Dove sono finiti i momenti di socialità che vivevamo noi, nati prima degli anni 2000? Le ore a giocare in strada, al parco, al campo sportivo sono state sostituite, complice anche una progressiva tendenza dei genitori al c.d. safetism, ovvero aumento di controllo per “la loro sicurezza“, da ore davanti a strumenti digitali che danno dipendenza e isolano socialmente.

C’è poi l’enorme pressione sociale che grava sui genitori più consapevoli: quando in prima media quasi tutti hanno uno smartphone con TikTok o Instagram, diventa difficilissimo spiegare al proprio figlio, magari l’unico senza dispositivo, perché quello strumento non sia adatto alla sua età. In questo, scuola e istituzioni sono state gravemente assenti, diventando corresponsabili dell’amplificazione di questi problemi.

Chiaramente non deve essere tutto bianco o nero: sarebbe ingenuo pensare di isolare i ragazzi dalla tecnologia in cui siamo immersi. L’uso deve però essere limitato e consapevole — ed è qui che entra in gioco la responsabilità genitoriale.

Le alternative per difendere i nostri figli esistono. Possiamo ad esempio limitare il tempo che possono trascorrere davanti agli schermi, evitando del tutto le ore notturne, così come proporre applicazioni o giochi che non applicano leve di dipendenza psicologica: talvolta parliamo di prodotti a pagamento, ma la domanda da porsi è semplice: preferiamo spendere 10€ per un gioco valido o centinaia di euro in percorsi terapeutici?

Per fortuna non è sempre necessario spendere e, tanto per fornire qualche spunto, ci sono realtà che offrono giochi ad-free sviluppate proprio per i bambini, come la Khan Academy Kids oppure il noto Code.org, che non provocano dipendenza. Si può installare un app market alternativo di applicazioni open source per Android, come F-Droid, dove ci sono giochi totalmente gratuiti e liberi (personalmente adoro Breakout71!), nonché versioni libere di app per servizi noti, come Instagram, Youtube….

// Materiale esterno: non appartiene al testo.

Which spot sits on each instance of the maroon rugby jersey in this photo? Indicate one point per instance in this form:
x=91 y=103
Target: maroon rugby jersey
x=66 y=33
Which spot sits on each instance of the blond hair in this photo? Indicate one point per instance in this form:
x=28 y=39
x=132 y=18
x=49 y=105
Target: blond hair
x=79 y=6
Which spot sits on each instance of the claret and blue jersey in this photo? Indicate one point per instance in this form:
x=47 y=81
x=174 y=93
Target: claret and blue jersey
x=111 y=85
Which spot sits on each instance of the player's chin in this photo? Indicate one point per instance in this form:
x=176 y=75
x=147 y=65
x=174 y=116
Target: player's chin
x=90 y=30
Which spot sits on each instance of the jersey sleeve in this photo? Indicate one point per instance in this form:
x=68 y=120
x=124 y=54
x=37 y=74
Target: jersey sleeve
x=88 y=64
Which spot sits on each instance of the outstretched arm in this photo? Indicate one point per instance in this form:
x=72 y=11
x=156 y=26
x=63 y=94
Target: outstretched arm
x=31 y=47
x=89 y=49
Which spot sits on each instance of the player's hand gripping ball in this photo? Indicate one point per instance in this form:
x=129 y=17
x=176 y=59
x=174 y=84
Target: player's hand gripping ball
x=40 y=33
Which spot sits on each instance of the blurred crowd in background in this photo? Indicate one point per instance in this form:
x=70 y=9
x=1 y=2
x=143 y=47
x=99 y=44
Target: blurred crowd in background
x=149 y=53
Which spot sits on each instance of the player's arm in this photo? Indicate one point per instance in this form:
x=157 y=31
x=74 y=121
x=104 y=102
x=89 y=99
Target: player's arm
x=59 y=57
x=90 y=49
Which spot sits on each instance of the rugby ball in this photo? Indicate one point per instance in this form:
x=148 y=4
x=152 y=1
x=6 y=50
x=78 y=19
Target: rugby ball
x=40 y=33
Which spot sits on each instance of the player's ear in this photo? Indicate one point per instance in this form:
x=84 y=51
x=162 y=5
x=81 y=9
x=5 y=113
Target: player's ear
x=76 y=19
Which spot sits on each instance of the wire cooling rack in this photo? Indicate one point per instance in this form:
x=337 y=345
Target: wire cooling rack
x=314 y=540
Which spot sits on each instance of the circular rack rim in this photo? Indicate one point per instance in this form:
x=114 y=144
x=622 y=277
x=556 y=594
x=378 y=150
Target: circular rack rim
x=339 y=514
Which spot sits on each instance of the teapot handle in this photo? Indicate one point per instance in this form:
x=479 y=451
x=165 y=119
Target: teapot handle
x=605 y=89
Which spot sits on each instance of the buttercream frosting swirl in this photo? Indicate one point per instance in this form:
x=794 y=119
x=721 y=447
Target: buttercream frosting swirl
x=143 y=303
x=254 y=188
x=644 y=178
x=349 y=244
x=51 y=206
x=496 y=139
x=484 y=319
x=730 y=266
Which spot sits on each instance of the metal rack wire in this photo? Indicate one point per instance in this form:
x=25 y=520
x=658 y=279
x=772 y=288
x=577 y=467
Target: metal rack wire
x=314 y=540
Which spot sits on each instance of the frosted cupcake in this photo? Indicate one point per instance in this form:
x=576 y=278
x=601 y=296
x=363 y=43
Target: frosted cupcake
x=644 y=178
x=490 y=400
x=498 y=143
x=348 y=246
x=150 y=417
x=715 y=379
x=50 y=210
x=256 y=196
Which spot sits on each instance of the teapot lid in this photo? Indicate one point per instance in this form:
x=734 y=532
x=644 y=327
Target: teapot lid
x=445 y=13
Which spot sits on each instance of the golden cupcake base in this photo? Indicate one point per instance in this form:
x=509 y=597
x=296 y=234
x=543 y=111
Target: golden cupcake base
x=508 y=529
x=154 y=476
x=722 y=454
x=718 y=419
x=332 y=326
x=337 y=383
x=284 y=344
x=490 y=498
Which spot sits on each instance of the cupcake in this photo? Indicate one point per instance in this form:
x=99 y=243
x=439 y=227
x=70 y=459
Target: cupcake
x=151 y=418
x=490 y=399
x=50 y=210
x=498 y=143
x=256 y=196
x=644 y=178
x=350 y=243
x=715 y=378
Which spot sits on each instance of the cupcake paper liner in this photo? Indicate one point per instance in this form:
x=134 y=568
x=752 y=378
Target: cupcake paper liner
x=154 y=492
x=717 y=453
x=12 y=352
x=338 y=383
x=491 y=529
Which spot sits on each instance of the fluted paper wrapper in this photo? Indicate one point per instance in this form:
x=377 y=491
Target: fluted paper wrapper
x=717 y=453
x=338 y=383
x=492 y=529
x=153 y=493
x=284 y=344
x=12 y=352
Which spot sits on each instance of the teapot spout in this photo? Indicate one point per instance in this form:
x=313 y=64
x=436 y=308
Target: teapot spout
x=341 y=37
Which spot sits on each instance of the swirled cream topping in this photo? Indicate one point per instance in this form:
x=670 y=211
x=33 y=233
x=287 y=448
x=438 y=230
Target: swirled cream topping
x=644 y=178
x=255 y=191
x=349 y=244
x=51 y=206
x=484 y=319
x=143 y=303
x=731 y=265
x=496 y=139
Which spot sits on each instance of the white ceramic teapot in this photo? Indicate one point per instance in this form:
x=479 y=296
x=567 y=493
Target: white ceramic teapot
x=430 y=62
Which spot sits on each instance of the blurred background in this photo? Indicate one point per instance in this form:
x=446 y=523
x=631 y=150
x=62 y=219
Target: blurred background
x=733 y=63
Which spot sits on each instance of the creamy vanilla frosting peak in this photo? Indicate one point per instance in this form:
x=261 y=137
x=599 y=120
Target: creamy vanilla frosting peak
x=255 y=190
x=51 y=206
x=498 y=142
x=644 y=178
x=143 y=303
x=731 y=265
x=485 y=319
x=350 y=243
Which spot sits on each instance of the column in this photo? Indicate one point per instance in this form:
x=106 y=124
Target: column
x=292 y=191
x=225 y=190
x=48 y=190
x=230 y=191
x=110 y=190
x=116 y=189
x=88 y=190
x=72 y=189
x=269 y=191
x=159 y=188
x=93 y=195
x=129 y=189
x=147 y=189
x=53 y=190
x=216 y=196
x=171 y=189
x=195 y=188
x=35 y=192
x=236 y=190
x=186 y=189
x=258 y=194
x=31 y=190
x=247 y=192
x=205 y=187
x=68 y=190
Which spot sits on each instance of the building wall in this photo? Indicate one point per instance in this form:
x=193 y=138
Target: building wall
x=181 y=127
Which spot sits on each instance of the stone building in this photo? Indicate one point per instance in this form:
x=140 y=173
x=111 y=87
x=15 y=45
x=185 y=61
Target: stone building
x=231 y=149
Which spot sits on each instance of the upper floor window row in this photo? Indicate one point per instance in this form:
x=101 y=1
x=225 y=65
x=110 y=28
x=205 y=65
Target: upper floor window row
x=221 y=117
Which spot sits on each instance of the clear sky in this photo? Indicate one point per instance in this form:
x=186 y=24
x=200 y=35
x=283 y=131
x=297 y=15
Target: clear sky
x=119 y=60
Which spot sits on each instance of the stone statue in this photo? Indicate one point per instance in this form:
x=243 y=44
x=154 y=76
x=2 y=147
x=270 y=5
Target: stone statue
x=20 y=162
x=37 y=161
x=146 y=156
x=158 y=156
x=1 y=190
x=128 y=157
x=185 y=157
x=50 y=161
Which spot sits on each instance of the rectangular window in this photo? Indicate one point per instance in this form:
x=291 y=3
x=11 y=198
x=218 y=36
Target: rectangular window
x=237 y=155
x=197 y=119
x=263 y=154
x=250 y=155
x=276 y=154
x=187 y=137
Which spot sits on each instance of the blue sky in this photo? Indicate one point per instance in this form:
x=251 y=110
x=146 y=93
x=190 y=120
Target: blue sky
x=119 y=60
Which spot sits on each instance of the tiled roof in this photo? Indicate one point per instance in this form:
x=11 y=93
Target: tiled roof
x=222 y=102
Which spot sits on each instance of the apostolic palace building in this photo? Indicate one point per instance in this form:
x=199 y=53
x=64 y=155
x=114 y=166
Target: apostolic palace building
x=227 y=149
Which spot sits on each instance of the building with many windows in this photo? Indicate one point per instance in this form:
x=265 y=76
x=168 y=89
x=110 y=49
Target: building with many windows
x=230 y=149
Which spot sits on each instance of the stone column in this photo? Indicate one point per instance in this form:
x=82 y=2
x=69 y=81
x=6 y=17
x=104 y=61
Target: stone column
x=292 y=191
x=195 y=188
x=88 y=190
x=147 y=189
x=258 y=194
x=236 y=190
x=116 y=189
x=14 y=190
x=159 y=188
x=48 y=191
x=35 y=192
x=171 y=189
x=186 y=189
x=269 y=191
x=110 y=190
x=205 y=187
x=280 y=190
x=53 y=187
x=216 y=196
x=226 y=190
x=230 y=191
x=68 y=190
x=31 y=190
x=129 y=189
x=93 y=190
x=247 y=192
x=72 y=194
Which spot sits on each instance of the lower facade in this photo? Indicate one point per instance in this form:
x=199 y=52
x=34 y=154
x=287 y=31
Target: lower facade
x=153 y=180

Anche i produttori di smartphone e tablet mettono a disposizione degli strumenti per i genitori, come Google Family link, per aiutare i ragazzi ad usare in sicurezza i loro dispositivi mobili.

Insomma, per noi genitori è sufficiente avere maggiore consapevolezza e volontà di proteggere i nostri figli dai rischi del mondo digitale, a cui sono esposti attraverso gli schermi degli smartphone e dei tablet. A tal proposito, ci sono diversi libri che possono aiutare a capire meglio questi meccanismi: personalmente consiglio “La generazione ansiosa” di Jonathan Haidt (lo trovate anche su Amazon), un testo che dovrebbe essere letto anche nelle scuole per aiutare gli educatori a comprendere, e poi spiegare ai ragazzi, le conseguenze dell’uso non consapevole degli strumenti digitali.